A pesar de esta disciplina cotidiana de poner en práctica la palabra de Dios, todo el asunto nos llenaba de regocijo. Aprendíamos algo y ese mismo día o al día siguiente ya estábamos tratando de vivirlo con entusiasmo y gozo, a veces con sufrimiento.

Nuestra alegría nos mandaba a las carreteras y caminos de nuestra ciudad universitaria para llamar a todos los que pudiéramos a que vinieran a compartir la riqueza de nuestra vida conjunta. Al ir creciendo el número, Dios siguió hablando acerca de la comunidad, acerca de su deseo de integrar grupos de personas —incluso a nuestro grupo— para que fueran un pueblo cuya propia vida y relaciones reflejaran la naturaleza de Dios. También aprendimos que Dios tenía en mente muchísimo más que esa obra suya en esa ciudad universitaria del Medio Oeste de los Estados Unidos Una de las cosas más impresionantes de formar parte de la comunidad en aquellos primeros días en Ann Arbor, Michigan, era la fuerte convicción de que habíamos sido atrapados en una gran acción de Dios. Notábamos las evidencias por todas partes: hombres y mujeres escuchaban la palabra de Dios y sus vidas se transformaban. Dios hablaba y lo que decía se hacía realidad. Y ante nuestros propios ojos esa obra de Dios iba creciendo con asombrosa celeridad.

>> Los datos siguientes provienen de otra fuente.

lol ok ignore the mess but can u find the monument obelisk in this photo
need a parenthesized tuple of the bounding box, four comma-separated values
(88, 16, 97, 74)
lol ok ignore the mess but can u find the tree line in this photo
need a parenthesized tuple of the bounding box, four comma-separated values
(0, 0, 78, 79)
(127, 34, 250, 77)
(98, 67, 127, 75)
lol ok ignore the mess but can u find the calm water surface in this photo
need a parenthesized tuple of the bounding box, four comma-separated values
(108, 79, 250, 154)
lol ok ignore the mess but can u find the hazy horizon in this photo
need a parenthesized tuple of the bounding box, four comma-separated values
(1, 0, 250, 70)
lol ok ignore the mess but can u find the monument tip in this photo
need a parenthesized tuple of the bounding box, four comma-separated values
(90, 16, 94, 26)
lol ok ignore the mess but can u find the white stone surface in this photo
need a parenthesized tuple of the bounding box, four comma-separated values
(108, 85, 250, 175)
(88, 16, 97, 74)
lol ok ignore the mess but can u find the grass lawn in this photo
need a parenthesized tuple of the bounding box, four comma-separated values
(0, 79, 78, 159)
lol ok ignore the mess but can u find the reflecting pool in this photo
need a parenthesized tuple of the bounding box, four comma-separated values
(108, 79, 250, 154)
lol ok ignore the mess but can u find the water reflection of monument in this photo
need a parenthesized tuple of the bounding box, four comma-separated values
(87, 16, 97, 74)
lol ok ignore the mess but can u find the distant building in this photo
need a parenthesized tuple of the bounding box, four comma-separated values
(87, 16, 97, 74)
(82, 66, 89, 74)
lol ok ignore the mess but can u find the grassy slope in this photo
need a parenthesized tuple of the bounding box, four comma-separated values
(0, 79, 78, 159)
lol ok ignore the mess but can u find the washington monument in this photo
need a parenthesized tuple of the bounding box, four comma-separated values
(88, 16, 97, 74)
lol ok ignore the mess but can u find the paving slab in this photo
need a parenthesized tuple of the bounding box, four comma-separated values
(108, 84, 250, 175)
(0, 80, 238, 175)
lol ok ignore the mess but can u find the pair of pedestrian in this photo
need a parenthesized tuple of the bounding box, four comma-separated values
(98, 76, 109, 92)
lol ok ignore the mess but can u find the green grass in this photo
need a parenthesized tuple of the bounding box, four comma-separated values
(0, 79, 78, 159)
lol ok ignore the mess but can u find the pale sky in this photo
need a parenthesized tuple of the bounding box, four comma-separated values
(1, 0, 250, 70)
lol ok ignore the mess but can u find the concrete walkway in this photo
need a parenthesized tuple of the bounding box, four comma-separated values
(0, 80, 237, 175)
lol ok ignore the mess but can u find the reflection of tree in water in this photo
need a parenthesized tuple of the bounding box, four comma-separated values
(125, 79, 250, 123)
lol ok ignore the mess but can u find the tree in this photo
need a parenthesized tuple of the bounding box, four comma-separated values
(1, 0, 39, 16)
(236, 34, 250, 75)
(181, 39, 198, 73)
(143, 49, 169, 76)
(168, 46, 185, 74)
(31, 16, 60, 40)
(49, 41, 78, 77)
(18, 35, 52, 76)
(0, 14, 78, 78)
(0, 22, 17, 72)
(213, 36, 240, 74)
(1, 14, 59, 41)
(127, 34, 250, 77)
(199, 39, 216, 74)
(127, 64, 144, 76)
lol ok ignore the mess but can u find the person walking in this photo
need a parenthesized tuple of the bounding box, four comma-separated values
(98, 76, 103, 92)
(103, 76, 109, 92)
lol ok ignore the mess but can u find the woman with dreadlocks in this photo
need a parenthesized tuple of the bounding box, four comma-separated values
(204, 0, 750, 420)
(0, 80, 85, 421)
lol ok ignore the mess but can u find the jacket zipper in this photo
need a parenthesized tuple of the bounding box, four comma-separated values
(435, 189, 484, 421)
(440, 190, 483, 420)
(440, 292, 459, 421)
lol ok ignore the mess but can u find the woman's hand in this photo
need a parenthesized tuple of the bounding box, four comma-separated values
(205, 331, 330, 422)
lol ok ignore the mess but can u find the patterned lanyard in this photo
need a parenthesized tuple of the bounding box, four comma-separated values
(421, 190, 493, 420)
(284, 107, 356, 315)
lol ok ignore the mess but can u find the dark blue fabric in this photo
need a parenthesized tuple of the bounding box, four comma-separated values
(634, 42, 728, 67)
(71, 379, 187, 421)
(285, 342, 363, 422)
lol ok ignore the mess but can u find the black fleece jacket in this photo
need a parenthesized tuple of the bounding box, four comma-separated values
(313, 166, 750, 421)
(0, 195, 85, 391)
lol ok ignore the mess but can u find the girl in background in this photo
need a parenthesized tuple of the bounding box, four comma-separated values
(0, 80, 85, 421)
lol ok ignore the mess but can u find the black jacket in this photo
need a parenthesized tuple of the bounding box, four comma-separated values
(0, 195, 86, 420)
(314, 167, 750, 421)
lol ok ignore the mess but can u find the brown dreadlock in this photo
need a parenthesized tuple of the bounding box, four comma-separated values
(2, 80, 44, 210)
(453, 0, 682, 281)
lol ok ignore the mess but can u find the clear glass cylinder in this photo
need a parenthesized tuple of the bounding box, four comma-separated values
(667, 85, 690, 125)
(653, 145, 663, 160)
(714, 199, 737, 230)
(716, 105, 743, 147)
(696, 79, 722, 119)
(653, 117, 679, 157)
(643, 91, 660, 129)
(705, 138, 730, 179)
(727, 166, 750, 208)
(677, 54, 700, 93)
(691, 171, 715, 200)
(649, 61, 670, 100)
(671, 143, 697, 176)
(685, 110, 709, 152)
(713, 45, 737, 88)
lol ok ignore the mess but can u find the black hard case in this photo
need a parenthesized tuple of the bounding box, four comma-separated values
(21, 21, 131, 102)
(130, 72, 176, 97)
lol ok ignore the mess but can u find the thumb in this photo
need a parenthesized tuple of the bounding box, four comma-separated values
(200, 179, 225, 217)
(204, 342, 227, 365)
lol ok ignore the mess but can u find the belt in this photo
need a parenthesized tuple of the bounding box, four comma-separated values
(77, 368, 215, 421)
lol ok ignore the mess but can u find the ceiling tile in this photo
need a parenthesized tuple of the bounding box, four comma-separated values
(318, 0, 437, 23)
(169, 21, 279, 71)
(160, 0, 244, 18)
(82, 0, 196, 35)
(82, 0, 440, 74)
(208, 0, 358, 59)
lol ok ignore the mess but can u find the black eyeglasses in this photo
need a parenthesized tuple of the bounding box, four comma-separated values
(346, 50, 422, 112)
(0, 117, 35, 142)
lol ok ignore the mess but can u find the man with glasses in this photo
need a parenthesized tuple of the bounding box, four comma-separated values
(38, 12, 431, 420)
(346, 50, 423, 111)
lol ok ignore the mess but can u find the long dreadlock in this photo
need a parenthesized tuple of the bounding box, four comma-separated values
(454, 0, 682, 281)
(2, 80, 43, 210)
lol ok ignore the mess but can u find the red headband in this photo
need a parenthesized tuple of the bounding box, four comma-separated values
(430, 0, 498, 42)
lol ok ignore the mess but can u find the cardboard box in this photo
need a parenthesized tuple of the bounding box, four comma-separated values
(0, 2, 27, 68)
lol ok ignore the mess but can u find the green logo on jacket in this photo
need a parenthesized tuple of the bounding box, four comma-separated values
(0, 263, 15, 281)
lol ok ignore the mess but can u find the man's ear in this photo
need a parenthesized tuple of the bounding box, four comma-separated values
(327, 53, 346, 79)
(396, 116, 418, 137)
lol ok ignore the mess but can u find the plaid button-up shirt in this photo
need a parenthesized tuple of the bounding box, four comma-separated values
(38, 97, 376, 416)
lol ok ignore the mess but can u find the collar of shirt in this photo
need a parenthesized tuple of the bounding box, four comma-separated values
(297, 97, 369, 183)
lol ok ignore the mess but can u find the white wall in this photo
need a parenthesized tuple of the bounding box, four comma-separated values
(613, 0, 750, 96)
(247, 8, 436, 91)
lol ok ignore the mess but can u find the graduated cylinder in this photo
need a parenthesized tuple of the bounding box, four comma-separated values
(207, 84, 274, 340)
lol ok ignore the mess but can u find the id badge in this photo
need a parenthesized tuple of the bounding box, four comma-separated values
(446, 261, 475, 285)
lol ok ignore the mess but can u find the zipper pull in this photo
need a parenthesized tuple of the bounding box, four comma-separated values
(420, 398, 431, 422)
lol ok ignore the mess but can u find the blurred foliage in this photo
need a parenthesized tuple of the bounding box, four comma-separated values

Quienes asistieron a una minúscula reunión de oración en Ann Arbor en Diciembre de 1967 (había allí quizás unas 15 personas) escucharon una profecía muy especial.

Ustedes van a recoger una cosecha que ustedes no sembraron. Van a sembrar, y en los años venideros verán la cosecha. La obra que ustedes han visto comenzar aquí se va a extender... Yo voy a traer a muchos otros a ustedes... y los voy a bautizar en mi Espíritu Santo. Voy a suscitar hijos e hijas para mi obra. En medio de ustedes se va a levantar una cruz luminosa de mi cuerpo... Yo voy a mandar a ustedes gente de todo el país para recibir un mensaje que van a llevar de regreso (consigo).

En cosa de unos breves años esa profecía se cumplió, ya que cientos de personas llegaban cada año a visitar la comunidad procedentes no sólo de todo el país sino de todo el mundo. Menos de ocho años después de que se diera esa profecía, la comunidad ya tenía que mantener casas de huéspedes para atender a las 1.500 personas que llegaban cada año a visitar la comunidad y a ver lo que Dios estaba haciendo allí.

Tal como había sido profetizado, muchos llegaban a Ann Arbor y captaban una visión de la comunidad cristiana vivida en el poder del Espíritu Santo y regresaban a sus hogares para ponerla en práctica ellos mismos. En aquellos primeros años se estaban sembrando las semillas que más tarde produjeron una cosecha de vida de comunidad cristiana en diversas partes del mundo.